In his concurrence, Justice Gorsuch said the use of a universal injunction “meant Idaho could not enforce its prohibition against surgeries to remove or alter children’s genitals, even though no party before the court had sought access to those surgeries or demonstrated that Idaho’s prohibition of them offended federal law.”
He wrote that the case broached the use of such injunctions, “a question of great significance that has been in need of the court’s attention for some time.” In recent years, he added, lower courts had overstepped their bounds by seeking “to govern an entire state or even the whole nation from their courtrooms.”
In her dissent, Justice Jackson also honed in on similar questions. But she wrote that the case, particularly given that it was brought on the emergency docket, was “not be the place to address the open and challenging questions that that issue raises.”
If there was any point of agreement in the case, it seemed to be a growing frustration with the number and scope of cases brought on the court’s emergency docket.

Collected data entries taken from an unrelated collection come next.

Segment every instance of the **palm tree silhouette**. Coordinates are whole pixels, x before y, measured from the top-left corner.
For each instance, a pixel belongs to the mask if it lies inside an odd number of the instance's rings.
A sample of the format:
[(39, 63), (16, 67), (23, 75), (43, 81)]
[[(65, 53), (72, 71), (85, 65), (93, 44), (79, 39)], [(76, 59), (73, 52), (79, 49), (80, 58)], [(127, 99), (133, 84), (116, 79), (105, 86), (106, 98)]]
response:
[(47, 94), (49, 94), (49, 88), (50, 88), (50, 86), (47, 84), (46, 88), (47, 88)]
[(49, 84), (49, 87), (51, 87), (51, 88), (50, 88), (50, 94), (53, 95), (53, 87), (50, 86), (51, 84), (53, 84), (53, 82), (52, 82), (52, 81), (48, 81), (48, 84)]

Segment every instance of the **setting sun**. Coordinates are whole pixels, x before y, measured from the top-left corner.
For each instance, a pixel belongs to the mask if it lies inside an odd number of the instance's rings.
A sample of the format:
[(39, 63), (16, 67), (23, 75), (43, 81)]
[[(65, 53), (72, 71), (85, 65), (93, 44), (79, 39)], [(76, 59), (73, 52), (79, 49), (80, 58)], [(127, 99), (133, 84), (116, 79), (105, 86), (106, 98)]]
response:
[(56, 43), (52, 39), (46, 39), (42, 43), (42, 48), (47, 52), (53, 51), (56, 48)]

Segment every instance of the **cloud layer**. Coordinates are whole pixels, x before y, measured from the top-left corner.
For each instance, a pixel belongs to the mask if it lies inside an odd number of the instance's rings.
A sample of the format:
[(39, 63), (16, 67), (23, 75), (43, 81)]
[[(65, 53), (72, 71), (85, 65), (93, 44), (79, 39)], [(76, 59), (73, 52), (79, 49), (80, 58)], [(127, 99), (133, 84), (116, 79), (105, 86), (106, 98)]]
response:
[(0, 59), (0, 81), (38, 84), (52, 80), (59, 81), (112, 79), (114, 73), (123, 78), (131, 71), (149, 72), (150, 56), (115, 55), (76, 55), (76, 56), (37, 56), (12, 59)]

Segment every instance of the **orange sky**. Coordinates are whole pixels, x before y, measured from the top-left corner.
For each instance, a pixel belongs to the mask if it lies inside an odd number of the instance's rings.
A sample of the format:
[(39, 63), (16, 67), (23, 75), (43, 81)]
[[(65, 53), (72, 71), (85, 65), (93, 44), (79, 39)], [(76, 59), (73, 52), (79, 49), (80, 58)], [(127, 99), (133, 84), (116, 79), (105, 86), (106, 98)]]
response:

Justice Jackson noted that she saw “some common ground” with her conservative colleagues by agreeing that “our emergency docket seems to have become increasingly unworkable.”
The American Civil Liberties Union, which represents the plaintiffs in the case, denounced the outcome, saying it was “an awful result for transgender youth and their families across the state.”
“Today’s ruling allows the state to shut down the care that thousands of families rely on while sowing further confusion and disruption,” it said in a statement.
The Idaho attorney general, Raúl Labrador, a Republican and former member of Congress who helped found the conservative House Freedom Caucus, celebrated the decision.
“Denying the basic truth that boys and girls are biologically different hurts our kids,” Mr. Labrador said. “No one has the right to harm children, and I’m grateful that we, as the state, have the power — and duty — to protect them.”
Idaho officials had appealed to the Supreme Court after the U.S. Court of Appeals for the Ninth Circuit, in San Francisco, upheld a temporary block on the law as litigation continues in lower courts.
The law, the Vulnerable Child Protection Act, makes it a crime for medical providers to offer medical care to transgender teenagers.
Mr. Labrador, in his emergency application, said that the case raised a recurring question that a majority of the justices had expressed interest in: whether a court can enact a universal injunction.
Mr. Labrador contended that a federal court erred in applying the freeze so expansively. “The plaintiffs are two minors and their parents, and the injunction covers two million,” he wrote.
Temporarily barring the law meant “leaving vulnerable children subject to procedures that even plaintiffs’ experts agree are inappropriate for some of them,” he added.
Mr. Labrador continued, “These procedures have lifelong, irreversible consequences, with more and more minors voicing their regret for taking this path.”
The plaintiffs had asserted that the case was not the right vehicle for addressing concerns about universal injunctions.
That is because the four plaintiffs are anonymous, referred to only by pseudonyms. If the court narrowed the temporary pause on the Idaho law to apply only to those directly involved in the lawsuit, the plaintiffs, including minors, would be forced to “disclose their identities as the transgender plaintiffs in this litigation to staff at doctors’ offices and pharmacies every time they visited a doctor or sought to fill their prescriptions.”